Деревень вдоль дороги по-прежнему не было, но лес поредел, из лиственных зарослей превратясь в чистый бор с моховой подстилкой вместо травы. Пахло грибами и сыростью. После вечерних откровений юный Гончаров молчал, насупившись. Саша, прикрыв глаза, вдыхал запахи, напоминающие ему детство и прогулки с няней. Когда сквозь грёзы прорвался хруст сухих веток и конский храп, Пушкин не сразу понял, в чём дело. Очнувшись от своих мыслей, он увидел сперва, что Степан Булатович взводит карабин, а возница пытается успокоить и заставить идти вперёд лошадей. Только потом Александр заметил стоящего среди деревьев на задних лапах медведя. Тот прижал уши и поводил носом, принюхиваясь. Передние лапы его были опущены, совсем как руки у человека. Бурая тёмная шерсть лоснилась, зверь выглядел сыто и как будто улыбался, глядя на людей. Но волнение унтер-офицера и кучера, наверняка не понаслышке знающих, с кем имеют дело, свидетельствовало о серьёзности положения. Пушкин сполз на дно телеги и потянул за собой Митю. Тот непонимающе запротестовал было, но, увидев медведя, закрыл рукой рот и подчинился. И вовремя. Лошади, только что, как Гончаров, не желавшие слушаться возницу, вдруг понесли, мотая повозку из стороны в сторону. И тут медведь побежал. Всё произошло в долю секунды – вот он стоял среди сосен, а вот он галопирует по дороге прямо за вихляющей телегой. Саша почти лёг на дно, всё ещё держа Митю за предплечье, когда прогремел выстрел. Пушкин поднял голову. На облучке, выпрямившись во весь рост и балансируя, как в цирке, стоял Степан Алиев с дымящим карабином в руках. Мёртвый медведь остался лежать на земле, расстояние между ними стремительно увеличивалось. Александр вскочил и подал унтер-офицеру руку. Тот принял помощь и, наконец, смог сесть на своё место. Лошади, постепенно успокаиваясь, перешли на шаг.
– Х-х-хорошая была бы шуба, – попытался продемонстрировать хладнокровие Гончаров, возвращаясь на верёвочное сиденье.
– Назад не поедем, – резко бросил Алиев. – Хотя медвежье мясо не было бы лишним. Скажу солдатам из следующего острога, пускай подберут.
– Вы – лучший стрелок, которого я когда-либо видел! – не удержался от комплимента Пушкин. Его впечатлило, на какой риск пошёл унтер-офицер. – И ведь вас могло уронить отдачей!
Степан Булатович пожал плечами:
– Могло. Но попасть на обед косолапому было вернее. К тому же, я с детства стреляю с лошади, дело привычки.
Отлично владеющий как пистолетами, так и навыками верховой езды, Александр не поверил, что это было так уж легко, и проникся к Алиеву уважением.
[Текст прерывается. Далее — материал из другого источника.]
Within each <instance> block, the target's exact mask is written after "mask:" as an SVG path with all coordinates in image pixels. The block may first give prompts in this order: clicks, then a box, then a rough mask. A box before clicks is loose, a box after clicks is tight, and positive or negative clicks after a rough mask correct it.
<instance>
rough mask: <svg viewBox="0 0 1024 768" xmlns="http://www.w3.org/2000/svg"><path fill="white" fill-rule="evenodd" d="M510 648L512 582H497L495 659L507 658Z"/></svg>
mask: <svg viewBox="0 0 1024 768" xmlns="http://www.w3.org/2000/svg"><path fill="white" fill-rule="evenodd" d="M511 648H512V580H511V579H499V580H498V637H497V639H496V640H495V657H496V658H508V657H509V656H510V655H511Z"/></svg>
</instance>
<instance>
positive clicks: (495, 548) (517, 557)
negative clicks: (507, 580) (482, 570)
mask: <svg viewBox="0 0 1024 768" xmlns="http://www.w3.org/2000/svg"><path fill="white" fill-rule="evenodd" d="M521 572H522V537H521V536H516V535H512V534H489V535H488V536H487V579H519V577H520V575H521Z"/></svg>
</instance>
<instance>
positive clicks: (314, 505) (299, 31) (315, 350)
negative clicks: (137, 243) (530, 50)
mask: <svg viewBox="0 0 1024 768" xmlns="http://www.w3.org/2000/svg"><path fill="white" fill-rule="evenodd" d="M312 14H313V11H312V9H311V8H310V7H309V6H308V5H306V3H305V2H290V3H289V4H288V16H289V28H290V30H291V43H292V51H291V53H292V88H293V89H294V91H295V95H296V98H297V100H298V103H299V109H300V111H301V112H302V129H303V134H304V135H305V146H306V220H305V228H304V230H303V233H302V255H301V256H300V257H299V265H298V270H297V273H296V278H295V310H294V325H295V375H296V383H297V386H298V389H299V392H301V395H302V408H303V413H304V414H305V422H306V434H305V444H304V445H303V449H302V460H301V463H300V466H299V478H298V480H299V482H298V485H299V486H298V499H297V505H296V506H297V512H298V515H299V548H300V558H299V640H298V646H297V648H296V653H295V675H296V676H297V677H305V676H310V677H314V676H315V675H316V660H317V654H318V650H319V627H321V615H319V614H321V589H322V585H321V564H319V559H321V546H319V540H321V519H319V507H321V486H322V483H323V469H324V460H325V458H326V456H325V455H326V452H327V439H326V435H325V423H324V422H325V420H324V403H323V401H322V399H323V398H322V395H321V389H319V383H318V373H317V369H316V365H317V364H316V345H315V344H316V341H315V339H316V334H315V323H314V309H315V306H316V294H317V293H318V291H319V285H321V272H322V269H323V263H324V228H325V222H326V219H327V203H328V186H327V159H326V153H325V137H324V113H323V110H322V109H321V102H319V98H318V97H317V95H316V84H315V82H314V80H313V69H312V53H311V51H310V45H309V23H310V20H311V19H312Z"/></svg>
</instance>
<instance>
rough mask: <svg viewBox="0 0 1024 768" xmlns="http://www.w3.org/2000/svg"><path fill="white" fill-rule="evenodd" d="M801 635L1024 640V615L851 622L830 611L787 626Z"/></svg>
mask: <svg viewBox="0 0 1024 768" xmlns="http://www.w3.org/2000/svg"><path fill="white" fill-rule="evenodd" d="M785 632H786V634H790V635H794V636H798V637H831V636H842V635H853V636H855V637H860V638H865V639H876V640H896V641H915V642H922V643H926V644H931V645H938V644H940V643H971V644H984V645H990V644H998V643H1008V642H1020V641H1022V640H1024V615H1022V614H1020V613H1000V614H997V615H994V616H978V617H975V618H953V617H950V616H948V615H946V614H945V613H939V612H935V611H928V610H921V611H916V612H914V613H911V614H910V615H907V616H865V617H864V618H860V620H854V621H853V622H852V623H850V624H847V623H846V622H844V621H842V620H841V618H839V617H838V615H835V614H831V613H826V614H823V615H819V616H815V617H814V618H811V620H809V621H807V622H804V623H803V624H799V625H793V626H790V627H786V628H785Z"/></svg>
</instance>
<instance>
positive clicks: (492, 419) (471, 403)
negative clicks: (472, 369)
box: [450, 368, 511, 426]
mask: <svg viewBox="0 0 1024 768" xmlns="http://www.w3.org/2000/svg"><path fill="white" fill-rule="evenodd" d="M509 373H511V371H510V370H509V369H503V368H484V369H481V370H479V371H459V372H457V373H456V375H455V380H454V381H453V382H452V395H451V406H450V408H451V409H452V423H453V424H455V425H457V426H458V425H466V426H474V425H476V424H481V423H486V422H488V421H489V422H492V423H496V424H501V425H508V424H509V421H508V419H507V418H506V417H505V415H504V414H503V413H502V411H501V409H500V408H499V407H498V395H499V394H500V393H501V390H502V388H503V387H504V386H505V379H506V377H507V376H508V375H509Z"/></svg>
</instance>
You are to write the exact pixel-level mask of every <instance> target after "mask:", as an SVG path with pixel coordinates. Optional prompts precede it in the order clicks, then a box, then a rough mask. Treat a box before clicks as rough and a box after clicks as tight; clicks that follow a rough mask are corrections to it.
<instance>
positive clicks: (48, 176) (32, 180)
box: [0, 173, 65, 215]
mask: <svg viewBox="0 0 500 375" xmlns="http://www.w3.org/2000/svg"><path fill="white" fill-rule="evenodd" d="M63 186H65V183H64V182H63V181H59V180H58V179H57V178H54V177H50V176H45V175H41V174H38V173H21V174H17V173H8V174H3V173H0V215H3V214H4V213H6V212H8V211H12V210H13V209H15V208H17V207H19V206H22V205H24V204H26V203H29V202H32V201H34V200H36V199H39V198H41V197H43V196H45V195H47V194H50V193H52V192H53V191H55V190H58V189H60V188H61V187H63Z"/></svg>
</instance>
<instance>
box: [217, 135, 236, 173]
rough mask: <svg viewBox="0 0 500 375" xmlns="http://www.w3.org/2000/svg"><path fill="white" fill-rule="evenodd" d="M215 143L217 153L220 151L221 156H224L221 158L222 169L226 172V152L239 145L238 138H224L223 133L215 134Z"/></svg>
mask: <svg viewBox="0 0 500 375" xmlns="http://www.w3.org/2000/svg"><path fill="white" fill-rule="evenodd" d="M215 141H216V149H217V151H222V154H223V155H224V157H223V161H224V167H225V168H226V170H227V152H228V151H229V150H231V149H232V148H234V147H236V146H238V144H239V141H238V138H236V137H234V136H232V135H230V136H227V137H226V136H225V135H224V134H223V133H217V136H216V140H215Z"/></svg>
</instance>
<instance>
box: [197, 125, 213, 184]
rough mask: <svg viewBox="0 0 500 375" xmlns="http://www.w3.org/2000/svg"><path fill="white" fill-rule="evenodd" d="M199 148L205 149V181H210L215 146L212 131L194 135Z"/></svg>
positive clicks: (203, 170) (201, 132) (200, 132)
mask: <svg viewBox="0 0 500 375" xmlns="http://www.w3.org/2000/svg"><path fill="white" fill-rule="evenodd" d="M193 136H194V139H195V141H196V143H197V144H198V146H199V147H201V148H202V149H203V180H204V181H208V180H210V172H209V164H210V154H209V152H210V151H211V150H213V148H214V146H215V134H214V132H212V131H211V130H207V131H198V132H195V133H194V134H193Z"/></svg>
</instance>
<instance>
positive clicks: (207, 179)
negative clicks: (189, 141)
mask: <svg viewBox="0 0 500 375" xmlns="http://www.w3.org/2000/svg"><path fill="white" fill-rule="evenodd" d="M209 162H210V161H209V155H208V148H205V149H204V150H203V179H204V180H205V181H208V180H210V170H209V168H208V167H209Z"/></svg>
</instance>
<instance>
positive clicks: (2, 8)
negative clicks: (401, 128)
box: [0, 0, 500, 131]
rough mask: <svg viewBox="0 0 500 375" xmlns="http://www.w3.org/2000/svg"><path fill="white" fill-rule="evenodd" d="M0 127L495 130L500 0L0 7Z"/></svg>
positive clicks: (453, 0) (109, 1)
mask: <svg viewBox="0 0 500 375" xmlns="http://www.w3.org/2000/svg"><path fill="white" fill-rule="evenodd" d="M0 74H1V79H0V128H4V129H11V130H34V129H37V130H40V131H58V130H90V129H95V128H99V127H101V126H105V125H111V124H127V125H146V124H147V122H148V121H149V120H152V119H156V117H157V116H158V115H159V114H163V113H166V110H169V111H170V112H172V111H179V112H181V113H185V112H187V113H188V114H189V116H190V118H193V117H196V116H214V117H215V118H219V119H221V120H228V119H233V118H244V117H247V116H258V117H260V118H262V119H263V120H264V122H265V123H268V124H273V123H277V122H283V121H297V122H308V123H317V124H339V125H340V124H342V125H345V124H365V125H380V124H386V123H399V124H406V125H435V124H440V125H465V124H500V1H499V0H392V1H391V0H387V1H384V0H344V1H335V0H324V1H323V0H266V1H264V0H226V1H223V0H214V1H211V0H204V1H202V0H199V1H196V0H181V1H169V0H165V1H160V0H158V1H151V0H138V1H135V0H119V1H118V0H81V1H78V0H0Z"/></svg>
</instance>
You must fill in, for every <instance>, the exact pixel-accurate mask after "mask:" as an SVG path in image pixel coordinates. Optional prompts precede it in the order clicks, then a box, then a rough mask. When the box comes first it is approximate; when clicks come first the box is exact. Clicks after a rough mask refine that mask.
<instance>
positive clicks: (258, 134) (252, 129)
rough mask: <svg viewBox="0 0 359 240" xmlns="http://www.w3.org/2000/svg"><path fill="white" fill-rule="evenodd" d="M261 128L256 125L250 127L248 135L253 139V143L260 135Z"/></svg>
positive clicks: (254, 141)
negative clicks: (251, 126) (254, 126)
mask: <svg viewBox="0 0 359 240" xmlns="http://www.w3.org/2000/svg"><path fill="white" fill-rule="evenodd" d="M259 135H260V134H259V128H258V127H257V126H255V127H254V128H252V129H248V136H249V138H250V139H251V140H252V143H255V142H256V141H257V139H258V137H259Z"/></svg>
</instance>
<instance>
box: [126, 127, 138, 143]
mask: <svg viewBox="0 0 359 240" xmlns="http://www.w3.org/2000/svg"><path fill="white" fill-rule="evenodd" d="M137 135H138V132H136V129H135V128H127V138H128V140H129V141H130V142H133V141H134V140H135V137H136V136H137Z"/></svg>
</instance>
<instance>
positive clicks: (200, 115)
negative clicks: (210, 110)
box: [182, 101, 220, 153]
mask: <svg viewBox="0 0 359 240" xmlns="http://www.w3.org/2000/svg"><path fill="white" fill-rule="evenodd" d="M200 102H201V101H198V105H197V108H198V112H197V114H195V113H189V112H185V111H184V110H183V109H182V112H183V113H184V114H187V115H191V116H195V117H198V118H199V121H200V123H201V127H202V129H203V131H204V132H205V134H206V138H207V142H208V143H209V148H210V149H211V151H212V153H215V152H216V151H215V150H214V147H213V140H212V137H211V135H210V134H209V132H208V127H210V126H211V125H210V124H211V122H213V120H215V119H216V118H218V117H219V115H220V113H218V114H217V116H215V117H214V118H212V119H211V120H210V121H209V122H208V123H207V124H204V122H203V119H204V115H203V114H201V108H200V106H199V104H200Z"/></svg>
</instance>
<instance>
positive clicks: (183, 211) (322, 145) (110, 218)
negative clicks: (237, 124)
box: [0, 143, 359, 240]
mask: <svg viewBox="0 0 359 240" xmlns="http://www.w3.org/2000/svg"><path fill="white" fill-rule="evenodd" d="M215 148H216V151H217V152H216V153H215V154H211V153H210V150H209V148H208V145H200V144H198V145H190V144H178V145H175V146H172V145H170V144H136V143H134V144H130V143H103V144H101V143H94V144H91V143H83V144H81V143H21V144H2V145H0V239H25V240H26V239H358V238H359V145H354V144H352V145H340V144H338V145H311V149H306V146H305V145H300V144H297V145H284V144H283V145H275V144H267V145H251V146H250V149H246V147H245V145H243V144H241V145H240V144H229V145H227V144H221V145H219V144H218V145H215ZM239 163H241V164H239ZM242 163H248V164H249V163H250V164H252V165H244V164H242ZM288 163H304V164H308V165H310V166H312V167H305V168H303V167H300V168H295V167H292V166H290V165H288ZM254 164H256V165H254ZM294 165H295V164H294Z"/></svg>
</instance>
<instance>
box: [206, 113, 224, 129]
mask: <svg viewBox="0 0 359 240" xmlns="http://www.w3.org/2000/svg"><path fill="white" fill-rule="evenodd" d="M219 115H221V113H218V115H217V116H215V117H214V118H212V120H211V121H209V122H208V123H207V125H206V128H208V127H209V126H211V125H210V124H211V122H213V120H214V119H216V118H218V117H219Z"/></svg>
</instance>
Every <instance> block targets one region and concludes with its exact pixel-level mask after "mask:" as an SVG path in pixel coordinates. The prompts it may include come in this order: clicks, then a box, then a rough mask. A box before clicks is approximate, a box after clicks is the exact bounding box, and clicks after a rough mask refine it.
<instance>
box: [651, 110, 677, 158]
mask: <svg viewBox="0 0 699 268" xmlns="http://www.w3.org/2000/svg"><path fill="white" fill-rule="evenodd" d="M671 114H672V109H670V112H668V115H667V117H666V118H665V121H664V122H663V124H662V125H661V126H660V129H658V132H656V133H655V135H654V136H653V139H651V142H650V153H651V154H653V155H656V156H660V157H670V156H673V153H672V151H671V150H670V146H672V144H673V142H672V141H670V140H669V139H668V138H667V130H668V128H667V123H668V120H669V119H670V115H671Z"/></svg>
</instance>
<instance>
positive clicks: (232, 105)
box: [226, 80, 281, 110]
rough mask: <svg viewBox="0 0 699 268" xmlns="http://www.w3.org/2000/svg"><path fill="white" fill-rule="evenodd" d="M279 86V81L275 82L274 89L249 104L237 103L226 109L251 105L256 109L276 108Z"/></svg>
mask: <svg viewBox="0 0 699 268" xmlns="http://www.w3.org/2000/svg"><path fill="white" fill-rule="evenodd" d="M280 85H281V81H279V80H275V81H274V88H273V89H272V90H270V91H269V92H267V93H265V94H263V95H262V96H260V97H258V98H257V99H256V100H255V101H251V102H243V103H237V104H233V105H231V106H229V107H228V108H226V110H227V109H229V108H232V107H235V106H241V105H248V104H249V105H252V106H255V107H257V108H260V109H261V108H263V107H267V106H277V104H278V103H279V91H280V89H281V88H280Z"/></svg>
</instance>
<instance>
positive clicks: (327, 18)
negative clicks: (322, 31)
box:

К счастью, оставшийся путь был без приключений. Днём ехали, ночевали в острогах. Однажды пошёл дождь, совсем осенний – мелкий и нудный. Плащи часа через три дороги промокли, в крепости прохудилась крыша, на полу стояли лужи, и просохнуть во время остановки не было никакой возможности. Митя начал чихать, нос его покраснел и нещадно тёк. Степан Булатович сжалился над ним и на следующую ночь остановился в городе Таре, в гостинице. Конечно, никаких разговоров с посторонними он не допустил, зато у Александра и Дмитрия был тёплый сухой номер с постелями и горячая еда за Митин счёт.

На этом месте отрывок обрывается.